Networking is considered to be one of the most popular ways to build a startup ecosystem. No wonder there are so many networking events all-round the year focussing on building a stronger ecosystem. It helps in sharing of new ideas which in turn helps make that ecosystem stronger. It helps in getting in touch with like-minded individuals and forming ideas more readily.
Earlier physical locations were an impediment as many people were restricted by location. But COVID-19 has changed the way people look at networking events. Virtual meets, conferences and e-meets are slowly replacing physical events. But their purpose remains the same. It helps provide a common ground for entrepreneurs to meet and greet and take the entire ecosystem forward.
This is one of the most essential requirements for a startup to sustain itself and many early-stage startups can’t do without it. Local funding is an important component of a thriving startup ecosystem. However, entrepreneurs can also self-fund their businesses. Be it in any way, funding is the fuel that runs a successful startup ecosystem and it is essential that an entrepreneur figures out his/her funding and financing options well before taking the plunge.
Resources and access
Why do some startups succeed and some don’t despite having most elements in place? Many startups lack the knowledge and resources needed to find success. Strong ecosystems are known to allow entrepreneurs to quickly find these knowledge and resources that improve their chances of success by a lot. These resources may include a website, for example, which acts as an online resource where people can go to find a listing of events or what coworking spaces, accelerators and incubators are available in that particular region. This can be a more localised and well-targeted resource to help grow the ecosystem. Young entrepreneurs need to know where that exists and what resources are available to them.

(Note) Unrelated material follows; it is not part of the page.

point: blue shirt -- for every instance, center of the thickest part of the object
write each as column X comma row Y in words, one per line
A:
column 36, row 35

An ecosystem can get much stronger if there’s a listing of the Venture Capitalists and angel investor funds in an area or a directory of local startups for reference. Something like this can quickly help entrepreneurs to find that missing piece of the puzzle. Startup ecosystems can be a great means to “engineer serendipity” between all the other elements. This can help in creating opportunities where intersections between people, ideas, and resources can take place. This can take years to develop but entrepreneurs and other members of the ecosystem can work towards it. Meanwhile, in the short term, there can be a lot of ways one can build resources and access for other entrepreneurs to thrive. For example increasing the number of pitch competitions, conferences, startup meets, online events, etc are some of the places to begin.
One of the most famous words to be associated with startups is culture. Many people believe that culture is one of the most important things that makes an ecosystem come alive and that is why culture is one of the most important words associated with startups. But what is a startup culture and why is it important? One can define startup culture as the energy of the community working towards turning a startup into a success. And that culture is not built overnight. It takes years to figure it out and a lot of hits and misses to finally understand what a startup stands for.
There’s a culture behind everything that goes behind the scenes in a startup. It is basically the energy and the attitude behind entrepreneurship and it can make or break the deal. Some of the most successful startups in the world credit their success to its culture. It is not only a matter of pride for the proprietor of the company but also its employees. A positive culture leads to happier employees which in turn results in more productivity and more profits. Culture is the bit that is often ignored while one talks about some of the key elements of a startup ecosystem but it is in fact of the most essential ones.